Welcome fellow Mountain Biker to a Bristol and South West based blog containing local routes, rides and reviews. Brought to you by locals to the area with additional publishings from further afoot. Hope you enjoy.

Monday, September 25, 2006

Product Review: Hope mono 6 rear brake.




Hope mono 6 rear brake.

Again this is another component that I have been using for some time now. And if I must be completely honest. I've got to say that there must be something wrong with it. Nearly everything I have tested has had it's little niggles or flaws. Exept this brake so far. It's fantastic. It consists of a nicely machined classic mini lever, linked to a intergrated master cyclinder reservoir with a split clamp to fit it to your handlebar.
A one piece caliper, nicely machined a from solid billet of aluminium. Keeping it strong and light. Intergrated into the design of the caliper are 6 phenolic pistons.(Phenolic resin can include any of various synthetic thermosetting resins, obtained by the reaction of phenols with simple aldehydes and used to make molded products, including pool and snooker balls, and as coatings and adhesives). Phenolic is used in this case as it is one of the best insulating materials, to stopping heat transfer from the pads into the fluid. Steel braided hose is used between the resevoir and the caliper.

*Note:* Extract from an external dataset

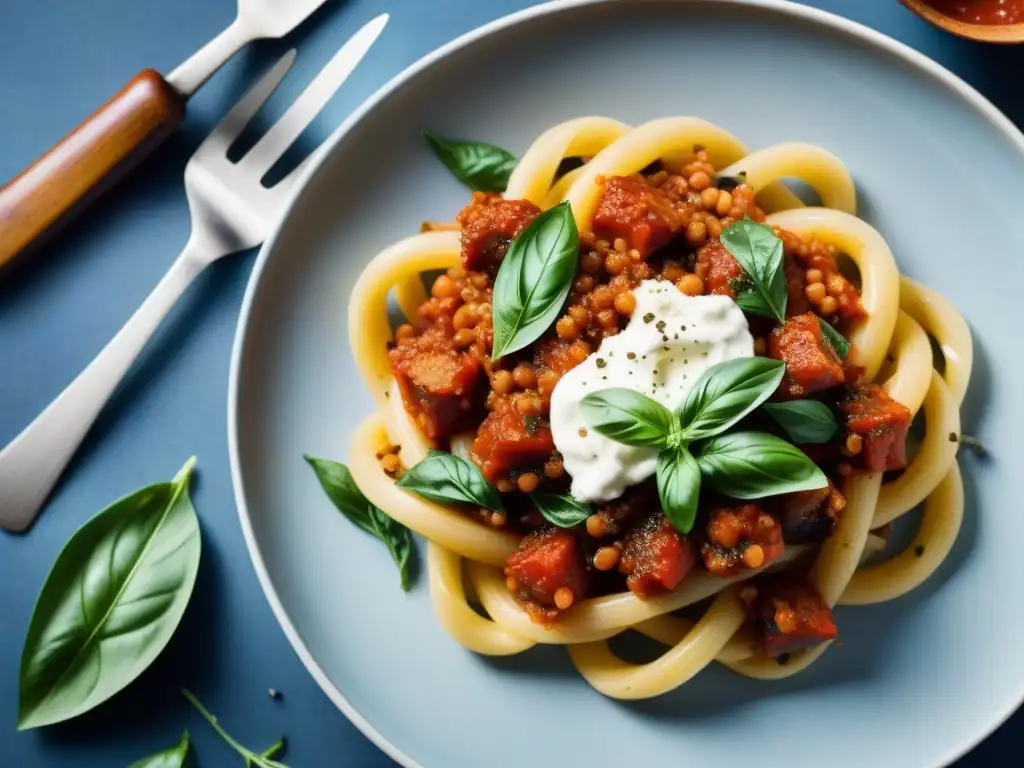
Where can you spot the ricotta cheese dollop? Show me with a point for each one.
(671, 339)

And to top it off a two part floating disc, with an aluminium centre and hardened stainless steel braking area helps reduce weight and handles extremes in temperature on long descents. Looks damn cool to.
Right that's the waffle out of the way. Down to the opinion. Give that these days there are international standards to disc mounts (and brackets out there to help with fitting) and a handlebar is pretty much just a tube. Any disc brake is simple to fit. The hardest part sometimes being guiding the hose around the parts of your bike, so as not to snag. I found fitting this brake easy, with the braided hose being a bit of a pain in that it can be picky about which direction it wants to go. Like a length of chain. That aside. The split clamp makes fitting the lever to the bar a doddle. The floating rotor (or the floater as I call it) is as hard to fit as a small square peg in a big round hole. Once fitted, it will of course need a slight tweek to get the disc running central to the pads. Helped all the more if your disc mounts on your drop-outs are faced (removed of paint). Apart from that. That's it, your off to enjoy slowing down. And boy do they. As you'd expect from the look of them, they would stop on a dime and give you change. Well they do. Some say too well. I say it's all down to tyre choice and condition. From using this brake with a slightly worn knobbly to a new knobbly the changes are very noticible. To lock the wheel is no mean task. Just pull the lever. And it does take a little while to get used to the power of these compared to single pot calipers. Adjustments are easily made with a little grub screw on the lever, to tow-in or out the pads. Which changes the levers biting point and how the lever feels (slack-solid). With a good tyre on the back and this brake the results are stunning. As with a slightly worn (6 months or so) tyre I found it would lock up to easily and made the sensitivity of the lever unpredictable after performing a slowing pull on it. This would cause to end to drift on loose soil and in the wet. But since using a better tyre, the traction it produces with the combined strength of the brake, makes it top notch for rear wheel controlability.
The pads are durable too. I have yet to change them in 10 or so months of long descents and wet riding. In the wet they are as good as they are in the dry.
Finished of in a nice shiney black and silver for the lever/resevoir and black and gold for the caliper. They grace the ends of any bike. And coming in all rotor sizes and patterns they are hugely adaptable. A trusty and hard working brake.
Hope also carry and sell all spare parts for their brakes seperately. So should something go wrong. Take the damaged or worn part out and pop the new one in.
Spare levers and pots can also be bought in all of hope's many colours.